Pour les revenus plus élevés, c’est exactement l’inverse : alors que plus de la moitié des hommes ont un revenu soumis à l’AVS de plus de 50 000 francs, cette proportion est d’environ 30 % pour les femmes. Et ce, bien que dans cette catégorie de revenus, les femmes sont moins nombreuses que les hommes à gagner un revenu en tant que salariées en plus de leur activité indépendante. Il apparaît que les femmes ne compensent pas le faible revenu de l’activité indépendante par un revenu d’une activité salariée plus que les hommes, mais que le faible revenu des indépendantes est souvent complété par le revenu du conjoint.
Résultats provisoires
Pour simplifier, on peut donc dire premièrement que les indépendants qui ont été fortement touchés par les mesures COVID-19 sont ceux qui ont le plus souvent perçu des APG COVID-19. Les secteurs fortement touchés étaient les services personnels, l’hébergement, l’éducation et l’enseignement (professeur de yoga ou de musique, etc.) ainsi que l’art, le divertissement et le commerce (magasins de biens non essentiels). Deuxièmement, les APG COVID-19 ont été d’une grande importance pour les indépendants assujettis à l’AVS avec un faible revenu, particulièrement pour les femmes.

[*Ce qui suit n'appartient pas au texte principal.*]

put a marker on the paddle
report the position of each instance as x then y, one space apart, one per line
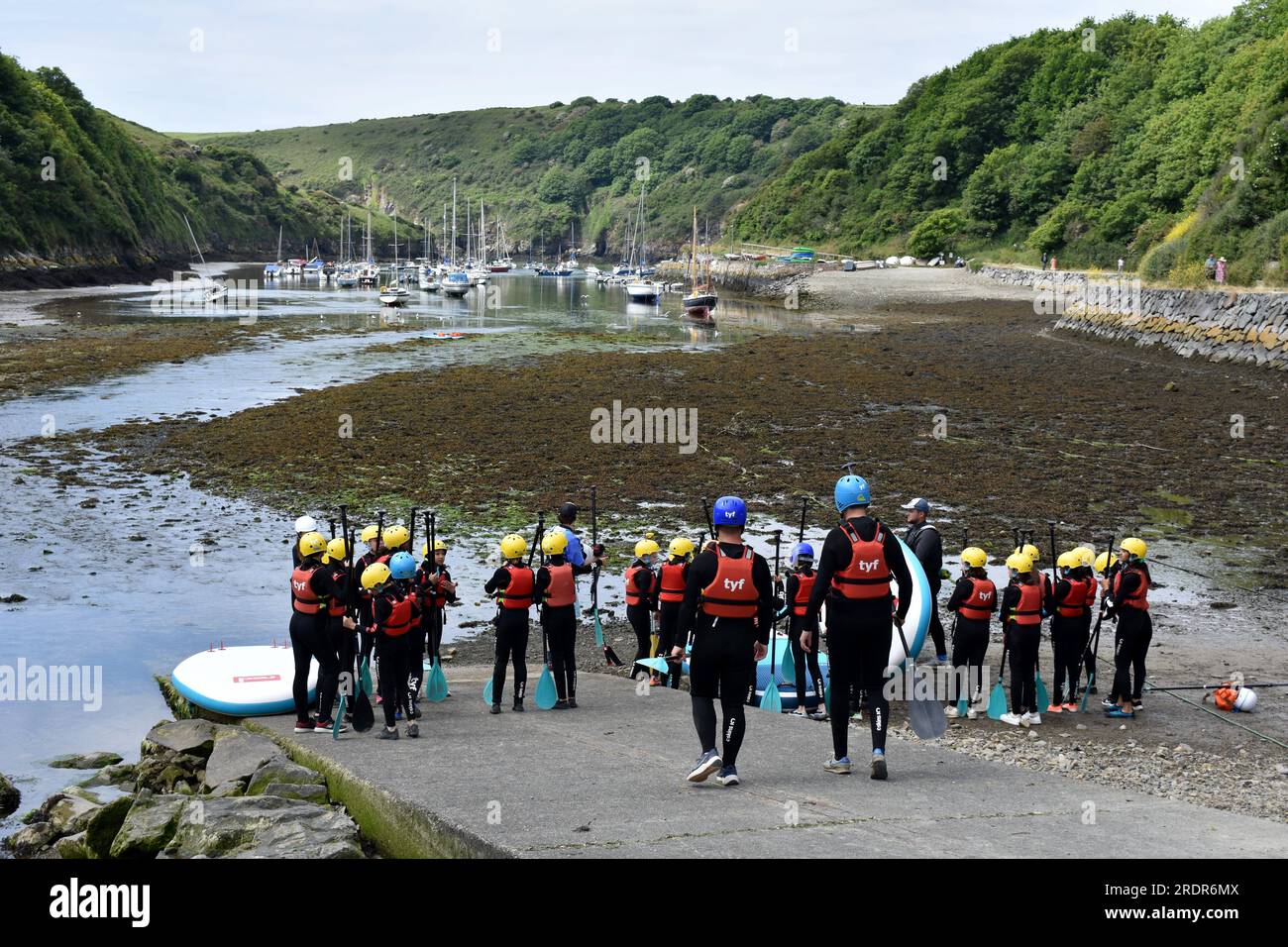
1094 641
997 697
772 699
925 714
546 690
436 688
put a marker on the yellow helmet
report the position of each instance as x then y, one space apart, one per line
395 536
312 544
375 575
647 548
1019 562
1134 547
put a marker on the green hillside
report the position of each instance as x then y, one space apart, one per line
116 189
1146 140
539 169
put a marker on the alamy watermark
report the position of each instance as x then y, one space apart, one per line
649 425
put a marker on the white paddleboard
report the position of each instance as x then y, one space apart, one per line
250 681
917 622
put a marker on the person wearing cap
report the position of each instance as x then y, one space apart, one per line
797 591
926 544
974 600
728 609
303 525
861 557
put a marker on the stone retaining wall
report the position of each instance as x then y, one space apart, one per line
1218 325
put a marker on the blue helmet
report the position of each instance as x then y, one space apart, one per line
402 566
851 491
729 510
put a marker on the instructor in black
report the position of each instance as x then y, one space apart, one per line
927 545
859 560
728 607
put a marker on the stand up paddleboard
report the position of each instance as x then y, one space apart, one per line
252 681
914 628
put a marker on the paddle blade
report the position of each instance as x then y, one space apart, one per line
436 688
339 720
997 702
772 699
1043 697
364 716
546 690
1086 693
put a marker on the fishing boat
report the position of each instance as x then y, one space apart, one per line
455 283
700 299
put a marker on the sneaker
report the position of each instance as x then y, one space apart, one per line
707 764
728 776
879 771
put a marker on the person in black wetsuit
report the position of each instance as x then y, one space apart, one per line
859 560
558 594
800 583
974 599
927 545
671 581
515 586
728 607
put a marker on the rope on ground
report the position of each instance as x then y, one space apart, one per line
1219 716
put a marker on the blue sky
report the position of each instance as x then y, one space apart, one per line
287 62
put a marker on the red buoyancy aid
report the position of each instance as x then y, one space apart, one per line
804 586
1137 599
562 590
632 594
518 594
732 592
673 582
1028 612
979 603
399 617
303 598
1082 591
868 575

Cependant, l’analyse n’a pas porté sur la durée pendant laquelle une personne a bénéficié des allocations, ni sur la question de savoir si l’allocation a permis à son bénéficiaire de poursuivre l’activité indépendante après la fin des mesures COVID-19. Ces aspects devraient être analysés ultérieurement de manière approfondie. Des données complètes sur les revenus des indépendants assujettis à l’AVS pour les années dès 2022 seront disponibles au plus tôt en 2028.